Thursday, September 27, 2007

Chemical warfare agent injures over 100 in Nevada onion field

News reports out of Reno, NV describe over 120 farm workers being treated at local medical facilities for exposure to chloropicrin, an agricultural chemical that was used as a chemical warfare agent in World War I. The chemical had been spread on a field on Monday and a Wednesday temperature inversion kept the fumes close enough to the ground that workers in an adjacent field were overcome by the fumes; at least two were unconscious but breathing when emergency personnel arrived at the scene.

 

According to the Columbia Encyclopedia, Chloropicrin (CCl3NO2) boils at 112° C with partial decomposition to phosgene and nitrosyl chloride. According to a Cornell University Pesticide Profile the half life in air-sunlight is 20 days and the product is normally provided in cylinders or tanks that can be pressurized. According to E-Medicine.com and exposure level of 1 ppm (in the air) causes eye irritation, 4 ppm may incapacitate, and 20 ppm causes lung damage. While this chemical would probably not produce a huge number of deaths in a terrorist attack, the victims would hurt be badly and require extensive treatment for their wounds. Clean up would not be easy.
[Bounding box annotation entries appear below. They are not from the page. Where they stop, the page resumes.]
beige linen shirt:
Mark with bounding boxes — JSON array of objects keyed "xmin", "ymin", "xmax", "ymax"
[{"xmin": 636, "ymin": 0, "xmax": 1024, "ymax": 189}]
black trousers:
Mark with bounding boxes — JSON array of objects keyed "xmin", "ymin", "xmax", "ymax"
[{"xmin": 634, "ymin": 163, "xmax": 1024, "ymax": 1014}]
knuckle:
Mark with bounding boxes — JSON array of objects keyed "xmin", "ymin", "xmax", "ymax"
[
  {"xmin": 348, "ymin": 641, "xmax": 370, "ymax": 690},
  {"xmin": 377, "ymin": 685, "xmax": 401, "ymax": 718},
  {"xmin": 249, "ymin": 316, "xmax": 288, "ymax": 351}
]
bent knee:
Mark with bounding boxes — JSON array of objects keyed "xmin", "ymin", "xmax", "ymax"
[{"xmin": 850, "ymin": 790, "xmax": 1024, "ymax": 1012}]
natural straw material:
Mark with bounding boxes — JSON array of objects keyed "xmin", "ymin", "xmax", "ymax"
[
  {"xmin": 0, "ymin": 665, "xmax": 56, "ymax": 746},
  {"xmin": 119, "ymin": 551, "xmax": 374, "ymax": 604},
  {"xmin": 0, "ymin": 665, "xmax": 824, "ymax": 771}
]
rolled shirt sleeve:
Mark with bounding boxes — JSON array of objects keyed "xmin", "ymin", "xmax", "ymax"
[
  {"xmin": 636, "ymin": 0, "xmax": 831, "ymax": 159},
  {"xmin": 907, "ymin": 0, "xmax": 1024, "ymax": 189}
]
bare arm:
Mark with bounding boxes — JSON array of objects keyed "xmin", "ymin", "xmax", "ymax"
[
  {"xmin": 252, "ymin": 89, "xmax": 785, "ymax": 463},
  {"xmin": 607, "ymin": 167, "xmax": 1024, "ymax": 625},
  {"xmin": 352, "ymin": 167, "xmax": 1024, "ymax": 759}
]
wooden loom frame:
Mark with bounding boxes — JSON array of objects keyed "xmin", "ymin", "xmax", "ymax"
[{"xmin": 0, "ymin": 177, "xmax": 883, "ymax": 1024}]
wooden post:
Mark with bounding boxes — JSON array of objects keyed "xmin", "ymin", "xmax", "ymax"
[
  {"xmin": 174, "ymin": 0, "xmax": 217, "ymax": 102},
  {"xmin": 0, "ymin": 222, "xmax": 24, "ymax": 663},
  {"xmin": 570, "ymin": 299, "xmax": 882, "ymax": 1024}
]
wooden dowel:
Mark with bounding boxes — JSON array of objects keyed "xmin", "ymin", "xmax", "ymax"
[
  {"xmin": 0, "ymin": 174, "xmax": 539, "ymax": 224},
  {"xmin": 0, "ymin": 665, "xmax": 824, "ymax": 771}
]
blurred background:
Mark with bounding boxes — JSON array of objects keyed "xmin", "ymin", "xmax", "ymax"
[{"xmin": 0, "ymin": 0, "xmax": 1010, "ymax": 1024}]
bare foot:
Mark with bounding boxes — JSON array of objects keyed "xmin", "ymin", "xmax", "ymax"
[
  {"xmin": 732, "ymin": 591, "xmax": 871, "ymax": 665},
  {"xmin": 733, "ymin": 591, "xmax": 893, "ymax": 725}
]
Chloropicrin sounds like a good terrorist chemical weapon.

 

All in all it is easy to see why DHS has this chemical listed in the chemical weapons section of the Top Screen with no minimum level listed for the Screening Threshold Quantity (STQ) in the proposed Appendix A to 6 CFR part 27. How many farmers or agricultural suppliers holding this material were notified by mail when the June 2007 notifications went out to the 50 facilities that are, to date, the only facilities required to submit Top Screen information; almost certainly none. The users and probably manufacturers of Chloropicrin will not be required to start the CFATS process until Appendix A is approved. Isn’t it about time that this Appendix gets the required political approval?